IMCR-Hackathon / datapie

Data Package Interface for Evaluation ("Easy as pie!")
https://imcr-hackathon.github.io/datapie/
MIT License
3 stars 2 forks source link

use_missing_code() logic #61

Closed clnsmth closed 5 years ago

clnsmth commented 5 years ago

Hi @atn38, please test and revise use_missing_code() when you get a chance. The logic doesn't seem quite right and was resulting in data_package_read() errors. You'll have to uncomment this block of code in data_package_read() when it's working again. Thanks!

atn38 commented 5 years ago

Thanks Colin for alerting the issue. What's the data_package_read errors? I'd appreciate the DOI too.

On Mon, Jul 29, 2019 at 3:21 PM Colin Smith notifications@github.com wrote:

Assigned #61 https://github.com/IMCR-Hackathon/datapie/issues/61 to @atn38 https://github.com/atn38.

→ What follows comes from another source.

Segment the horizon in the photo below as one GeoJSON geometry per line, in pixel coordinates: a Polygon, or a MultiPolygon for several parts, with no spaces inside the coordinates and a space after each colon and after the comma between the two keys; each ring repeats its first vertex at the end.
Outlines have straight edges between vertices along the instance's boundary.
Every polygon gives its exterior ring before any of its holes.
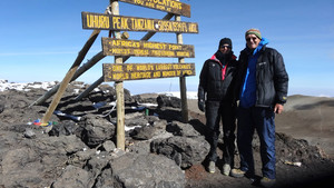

— You are receiving this because you were assigned. Reply to this email directly, view it on GitHub https://github.com/IMCR-Hackathon/datapie/issues/61?email_source=notifications&email_token=AKAZD5UDYGQGGB2NL7QG3HTQB5GLRA5CNFSM4IHV4GRKYY3PNVWWK3TUL52HS4DFWZEXG43VMVCXMZLOORHG65DJMZUWGYLUNFXW5KTDN5WW2ZLOORPWSZGOSYIR22I#event-2517704041, or mute the thread https://github.com/notifications/unsubscribe-auth/AKAZD5R4DOM5JWYGIFGRP5DQB5GLRANCNFSM4IHV4GRA .

clnsmth commented 5 years ago

Sure thing @atn38.

Logic at line 16 of use_missing_code() is configured such that the code within this if statement will never run. Specifically, use of in rather than %in%. These errors only occur for data packages containing attribute_metadata objects with missingValueCode (i.e. the outer if logic is working correctly.

doi:10.6073/pasta/c964ed49ff284dfcaaf53719651da60f (works) doi:10.18739/A2DP3X (errors)

Error:

Error in matrix(if (is.null(value)) logical() else value, nrow = nr, dimnames = list(rn,  : 
  length of 'dimnames' [2] not equal to array extent
Called from: matrix(if (is.null(value)) logical() else value, nrow = nr, dimnames = list(rn, 
    cn))

While a lot of datapie's functions aren't readily testable, some are. Seems like this one could be. Here is a great resource on writing unit tests for R. I'll bring up the need for unit testing in our Thursday meeting.

atn38 commented 5 years ago

@clnsmth, thanks for the suggestion. I followed it but didn't seem to work. Then I found that there is a mismatch in the second data table in doi:10.18739/A2DP3X between the attributeName listed in metadata versus the column names in the data. This was the source of the error. I'll rewrite use_missing_code to not rely on names in the two places always matching up. Probably will include fuzzy matching and/or order matching of some sort.

clnsmth commented 5 years ago

Hi @atn38, the above example will not reproduce the error on the development branch because I commented out the call to use_missing_code() in the data_package_read() function (see https://github.com/IMCR-Hackathon/datapie/issues/61#issue-474238099).

Yes, incongruence between data and metadata column names makes programmatic workflows challenging! This is a prime example of the role quality metadata provides to data reuse!